Asian ride-hailing stock Grab Holdings (NASDAQ: GRAB) fell sharply on Thursday after investors were left unimpressed at the company’s fourth quarter earnings. Let’s take a look at the stock and see how it stacks up against its competitors.
What is Grab?
Grab Holdings was founded in 2012 and operates a transportation and fintech platform in Southeast Asia. The Singapore-based company offers a range of services, including mobility, food, package and grocery delivery services, mobile payments, and financial services.
The company joined the NASDAQ in December 2021 via a special purpose acquisition company named Altimeter Growth Corp. However, the company’s share price has since dropped by more than half.
Grab Holdings Q4 Highlights
Here’s what Grab considered to be the high points of its fourth quarter performance:
Record quarter and year in gross merchandise value, exceeding the high end of full year 2021 guidance range.
Q4 gross merchandise value grew by 26% YoY to $4.5bn.
Deliveries gross merchandise value increased by 52% in Q4.
The company claimed to have retained regional category leadership in 2021 for online food delivery, ride-hailing and e-wallet payments; accounting for more than half of Southeast Asia’s total food delivery gross merchandise value.
Grab co-founder and CEO, Anthony Tan, said:
“2021 was our strongest year yet, even as we faced tougher conditions with the Delta and Omicron variants. We achieved outsized growth in both GMV and Revenues while continuing to improve our Adjusted EBITDA margins year over year, demonstrating the resilience and growing relevance of the superapp.
"Southeast Asians are relying more and more on the Grab superapp for a multitude of daily needs. 56% of our users are now using two or more Grab services and the average user spend on our platform in 2021 grew 31% year over year.
“We expect 2022 to be another watershed year for Grab, as we get ready to launch our digibank in Singapore, and continue to pursue the massive opportunities in deliveries to outserve consumers with more options and better convenience.”
Grab Holdings Q4 Earnings Disappoint
Despite the ride-hailing business’ efforts to assure investors that it had enjoyed a record-breaking quarter and year, its share price fell by more than 30% in reaction to the release.
This appears to have happened due to concerns over the company’s revenue and earnings. Grab achieved revenue of $122m during the three-month period, which amounted to a 44% decline compared to the same period 12 months prior.
This drop in revenue came as the company doled out incentives to both its drivers and its customers, though the move appears to have backfired. Cost of revenue also climbed from $244m to $298m.
Grab Holdings’ guidance for the next quarter was also troubling for investors, with the company forecasting gross merchandise value of between $3.15bn to $3.3bn.
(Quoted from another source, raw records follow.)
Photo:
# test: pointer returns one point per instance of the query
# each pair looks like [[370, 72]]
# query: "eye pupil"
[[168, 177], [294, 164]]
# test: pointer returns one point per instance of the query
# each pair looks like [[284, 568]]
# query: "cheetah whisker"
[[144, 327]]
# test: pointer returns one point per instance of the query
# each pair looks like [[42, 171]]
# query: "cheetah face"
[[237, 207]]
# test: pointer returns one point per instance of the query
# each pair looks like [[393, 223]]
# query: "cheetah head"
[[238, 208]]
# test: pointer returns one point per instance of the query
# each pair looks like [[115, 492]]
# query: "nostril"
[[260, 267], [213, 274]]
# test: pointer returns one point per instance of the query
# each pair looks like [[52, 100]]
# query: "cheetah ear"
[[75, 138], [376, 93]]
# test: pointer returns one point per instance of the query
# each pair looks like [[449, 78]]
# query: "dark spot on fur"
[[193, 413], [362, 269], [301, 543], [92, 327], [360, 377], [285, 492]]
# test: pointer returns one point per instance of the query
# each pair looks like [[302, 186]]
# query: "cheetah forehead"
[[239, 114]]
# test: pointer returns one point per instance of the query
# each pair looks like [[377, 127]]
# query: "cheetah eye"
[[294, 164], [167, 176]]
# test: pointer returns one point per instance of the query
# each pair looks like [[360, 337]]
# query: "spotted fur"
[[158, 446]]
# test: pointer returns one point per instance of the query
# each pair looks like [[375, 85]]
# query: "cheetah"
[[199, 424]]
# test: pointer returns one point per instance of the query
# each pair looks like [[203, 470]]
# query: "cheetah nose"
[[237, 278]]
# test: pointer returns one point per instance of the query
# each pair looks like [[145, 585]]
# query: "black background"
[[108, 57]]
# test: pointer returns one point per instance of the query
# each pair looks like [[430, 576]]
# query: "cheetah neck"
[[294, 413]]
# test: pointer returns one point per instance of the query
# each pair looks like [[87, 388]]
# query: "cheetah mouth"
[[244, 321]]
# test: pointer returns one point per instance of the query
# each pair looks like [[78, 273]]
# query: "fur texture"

This is significantly below what was achieved in the fourth quarter.
With ride-hailing apps having struggled during the pandemic period, investors might have been hoping that these results would indicate some kind of return to form from the Southeast Asian business. However, this has not been the case and Grab now urgently needs to up its game if it wants to convince the market of its viability.
The company’s chief financial officer Peter Oey told the Wall Street Journal the company would continue to invest in driver incentives and that it would take three to six months to achieve equilibrium between supply and demand.
It looks like the company is running out of time to sort itself out. Indeed, the company’s shares have more than halved in value since the start of the new year.
Other Ride Hailing Stocks
Other ride-hailing stocks like Uber (NYSE: UBER) and Lyft (NASDAQ: LYFT) have also fallen since the start of 2022, though neither has dropped quite as severely as Grab.
Indeed, they have even shared some positive news over the year to date. Uber said in February that bookings for its ride-hailing services had returned to pre-pandemic levels. Meanwhile, it’s bookings and earnings beat expectations, though long-term operating profit projections dampened investors’ spirits by falling short of the mark.
Still, the results painted a far different picture than that illustrated by Grab’s results.
Lyft has also had some joy recently, with the company recording better revenue and earnings than anticipated in its fourth quarter, though it had fewer riders than expected. Additionally, the company made positive noises about the full year.
It’s worth noting that these apps operate in different geographies to Grab, with Grab’s hold on the Southeast Asian market having been deemed too strong for Uber and Lyft to wade in and seek their own slice. Even so, Grab’s poor form in comparison to industry peers leaves the stock looking like a risky and unattractive prospect for the moment.